Diego Hernández Jiménez

Welcome to my personal website! Here I share some of my little projects.

Using Python for research (edX project)

Final assigment of the course HarvardX: PH526x Using Python for Research.

Description

The goal was to develop a model that would predict the type of physical activity (standing, walking, climbing stairs or going down the stairs) from tri-axial smartphone accelerometer data.

We were given three files of data.

train_time_series.csv. Raw accelerometer data. Used to build the model.

timestamp UTC time accuracy x y z
20586 1565109930787 2019-08-06T16:45:30.787 unknown -0.0064849… -0.9348602… -0.0690460…
20587 1565109930887 2019-08-06T16:45:30.887 unknown -0.0664672… -1.0154418… 0.08955383…
20588 1565109930987 2019-08-06T16:45:30.987 unknown -0.0434875… -1.0212554… 0.17846679…
… (3744x6)

train_labels.csv. The activity labels for every tenth observation in train_time_series.csv. Also needed to build the model.

timestamp UTC time label
20589 1565109931087 2019-08-06T16:45:31.087 1
20599 1565109932090 2019-08-06T16:45:32.090 1
20609 1565109933092 2019-08-06T16:45:33.092 1
… (375x3)

test_time_series.csv. We were asked to provide the activity labels predicted by our code for this test data set.
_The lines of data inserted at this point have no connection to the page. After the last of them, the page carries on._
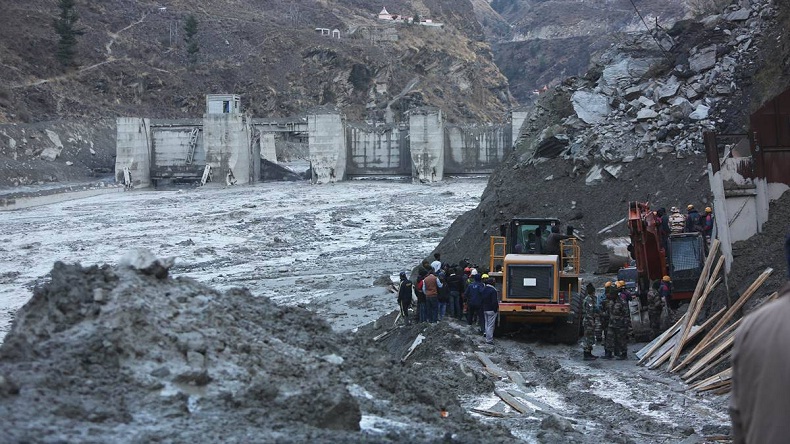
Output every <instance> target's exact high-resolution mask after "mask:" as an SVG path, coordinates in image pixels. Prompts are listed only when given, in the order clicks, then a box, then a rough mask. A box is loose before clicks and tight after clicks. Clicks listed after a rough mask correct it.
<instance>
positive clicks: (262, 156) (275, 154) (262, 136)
mask: <svg viewBox="0 0 790 444" xmlns="http://www.w3.org/2000/svg"><path fill="white" fill-rule="evenodd" d="M261 157H262V158H264V159H266V160H268V161H269V162H271V163H277V148H276V146H275V143H274V133H261Z"/></svg>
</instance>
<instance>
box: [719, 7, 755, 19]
mask: <svg viewBox="0 0 790 444" xmlns="http://www.w3.org/2000/svg"><path fill="white" fill-rule="evenodd" d="M751 12H752V11H751V10H750V9H748V8H741V9H739V10H737V11H733V12H731V13H729V14H727V17H725V18H726V19H727V20H729V21H731V22H742V21H744V20H748V19H749V15H750V14H751Z"/></svg>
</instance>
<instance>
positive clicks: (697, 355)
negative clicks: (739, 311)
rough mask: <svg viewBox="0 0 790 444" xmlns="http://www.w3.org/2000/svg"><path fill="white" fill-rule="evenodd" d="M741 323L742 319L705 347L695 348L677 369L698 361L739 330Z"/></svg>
mask: <svg viewBox="0 0 790 444" xmlns="http://www.w3.org/2000/svg"><path fill="white" fill-rule="evenodd" d="M741 321H742V319H738V320H737V321H735V322H733V323H732V325H730V326H729V327H727V328H726V329H725V330H724V331H723V332H721V333H719V334H718V335H716V337H715V338H713V339H711V340H710V341H708V343H707V344H705V345H703V346H702V347H698V348H695V349H694V350H692V351H691V353H689V354H688V355H686V357H685V358H684V359H683V361H682V362H681V363H680V364H678V365H677V367H675V369H677V370H680V369H682V368H683V367H685V366H687V365H689V364H691V363H692V362H694V359H696V358H697V357H698V356H699V355H701V354H702V353H704V352H705V350H709V349H710V348H711V347H713V346H715V345H716V344H717V343H719V341H721V340H722V339H724V338H725V337H726V336H727V335H728V334H730V333H731V332H732V331H734V330H735V329H737V328H738V326H739V325H741ZM673 370H674V369H673ZM686 374H688V373H686Z"/></svg>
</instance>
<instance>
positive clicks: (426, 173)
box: [409, 107, 444, 182]
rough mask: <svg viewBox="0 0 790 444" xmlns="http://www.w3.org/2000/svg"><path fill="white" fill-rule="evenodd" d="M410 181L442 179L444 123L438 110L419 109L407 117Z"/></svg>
mask: <svg viewBox="0 0 790 444" xmlns="http://www.w3.org/2000/svg"><path fill="white" fill-rule="evenodd" d="M409 145H410V148H411V162H412V166H413V168H412V179H413V180H419V181H420V182H437V181H441V180H442V178H443V177H444V123H443V121H442V112H441V110H439V109H438V108H427V107H426V108H420V109H417V110H413V111H412V112H411V114H410V115H409Z"/></svg>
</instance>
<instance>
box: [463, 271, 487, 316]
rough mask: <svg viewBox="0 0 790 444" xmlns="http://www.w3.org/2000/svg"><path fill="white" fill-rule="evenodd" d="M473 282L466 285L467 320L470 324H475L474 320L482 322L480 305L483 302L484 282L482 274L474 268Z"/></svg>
mask: <svg viewBox="0 0 790 444" xmlns="http://www.w3.org/2000/svg"><path fill="white" fill-rule="evenodd" d="M472 279H473V281H472V283H471V284H469V286H468V287H466V303H467V308H466V321H467V322H468V323H469V325H470V326H471V325H474V324H473V323H474V322H478V323H479V322H480V321H479V320H478V315H479V314H480V313H479V312H480V306H481V303H482V302H483V283H482V282H481V281H482V276H480V275H479V274H478V273H477V270H472Z"/></svg>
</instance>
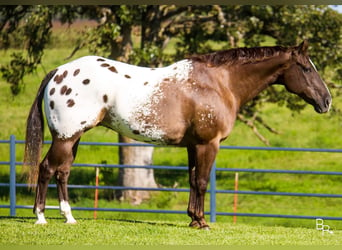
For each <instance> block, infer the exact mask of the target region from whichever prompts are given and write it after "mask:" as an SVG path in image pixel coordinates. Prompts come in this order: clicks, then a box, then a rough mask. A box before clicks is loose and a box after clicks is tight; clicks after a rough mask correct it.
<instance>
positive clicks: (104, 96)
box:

timestamp UTC time accuracy x y z
24330 1565110306139 2019-08-06T16:51:46.139 unknown 0.0342864… -1.5044555… 0.1576232…
24331 1565110306239 2019-08-06T16:51:46.239 unknown 0.4091644… -1.0385437… 0.0309753…
24332 1565110306340 2019-08-06T16:51:46.340 unknown -0.234390… -0.9845581… 0.1247711…
… (1250x6)

Because it was a classification problem I tried several approaches like Knn and logistic regression. At the end of the course we were not given the data set with the actual labels but we were told our accuracy score. I achieved a very modest 46%.

The complete code is available here

Comments

  • This was my first data science project, so my knowledge of Python (and data science) was extremely basic. I would definitely change some things now that I know more.